7 The reasoning and holding of McAllister have been limited
by Papadopoulos v. Target Corp., 457 Mass. 368 (2010), and
Sheehan v. Weaver, 467 Mass. 734 (2014).
13
“[T]he Legislature has, by G. L. c. 93A, § 2(c), delegated
to the Attorney General the power to promulgate rules and
regulations defining with specificity acts and practices which
violate G. L. c. 93A, § 2(a). These rules and regulations have
the same force of law as those of any ‘agency’ as defined in
G. L. c. 30A, § 1(2).” Purity Supreme, Inc. v. Attorney Gen.,
380 Mass. 762, 775 (1980). Relevant to this case, the Attorney
General’s manufactured housing regulations specifically provide
that “[a]n operator shall maintain and keep in good repair all
community roadways that are part of the common areas and
facilities, including but not limited to ensuring that roadways
are reasonably free of debris and potholes. An operator shall
provide necessary snow plowing for all community roadways”

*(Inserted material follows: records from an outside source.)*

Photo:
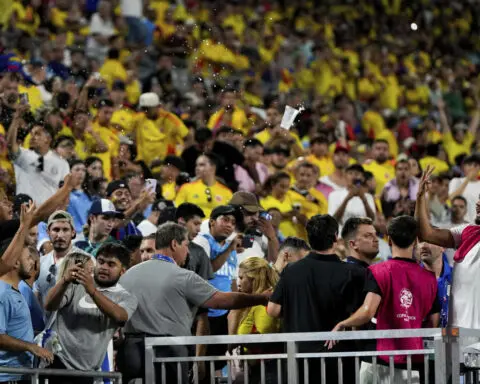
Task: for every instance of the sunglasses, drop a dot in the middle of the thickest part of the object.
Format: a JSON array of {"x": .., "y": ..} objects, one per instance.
[
  {"x": 52, "y": 272},
  {"x": 41, "y": 164},
  {"x": 208, "y": 192}
]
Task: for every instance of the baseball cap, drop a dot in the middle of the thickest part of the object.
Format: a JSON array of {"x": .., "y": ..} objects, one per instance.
[
  {"x": 114, "y": 185},
  {"x": 226, "y": 210},
  {"x": 149, "y": 99},
  {"x": 57, "y": 216},
  {"x": 246, "y": 200},
  {"x": 341, "y": 148},
  {"x": 104, "y": 207},
  {"x": 176, "y": 161}
]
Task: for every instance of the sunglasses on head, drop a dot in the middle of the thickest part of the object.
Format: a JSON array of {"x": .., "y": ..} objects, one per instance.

(emphasis supplied). 940 Code Mass. Regs. § 10.05(9) (1996).
The judge found “overwhelming” evidence that the roads at
Leisure Woods were significantly damaged by potholes and broken
pavement. The residents “testified credibly about the
defendant’s inadequate removal of snow and treatment for ice on
the streets.” Thus, the same facts that the judge determined
violated the warranty of habitability, which have not been shown
to be erroneous, also violated the Attorney General’s
manufactured housing regulations. As the failure to comply with
the regulations amounts to an unfair or deceptive act or
practice in violation of c. 93A, see 940 Code Mass. Regs.
14
§ 10.02(3) (1996), and the judge found the defendant’s
violations to be wilful and knowing, the judge did not err or
abuse his discretion in awarding treble damages.8
2. Excluded witness. The defendant contends that
excluding the testimony of its president, Glenn Gidley, was
“extremely prejudicial” and an abuse of discretion. We
disagree.
Gidley, to whom the defendant refers as a “vital witness,”
arrived inexcusably late on the day he was scheduled to testify
— the last day of the trial. The second day of trial concluded
with the fourth defense witness, the defendant’s on-site manager
(who had been present in court on the first day of trial as
well), on the witness stand. The defense expected to call two
more witnesses the next day, “Spanky” from Spanky’s Tree Service
and Gidley. The trial reconvened the next day at 11:05 A.M. and
the manager’s direct testimony continued. Her testimony
concluded after about an hour, but the next witness, Spanky, had
8 The judge did not err in awarding damages under c. 93A for
the conditions of the roadways in addition to damages under § 14
for the curtailment of the use of the walking trails and the
deterioration of the home sites. “[W]here the acts complained
of under common law, statute, or regulation are factually
separable and distinguishable from those claims to be unfair and
deceptive, or where those acts have not been found to be
violative of the Consumer Protection Act, there is no error in
permitting separate recoveries for separable injuries.”
Calimlim v. Foreign Car Center, Inc., supra at 236.
15
in defense counsel’s words “opted not to show,” and Gidley, who
“was supposed to arrive about 12:30,” had not yet appeared.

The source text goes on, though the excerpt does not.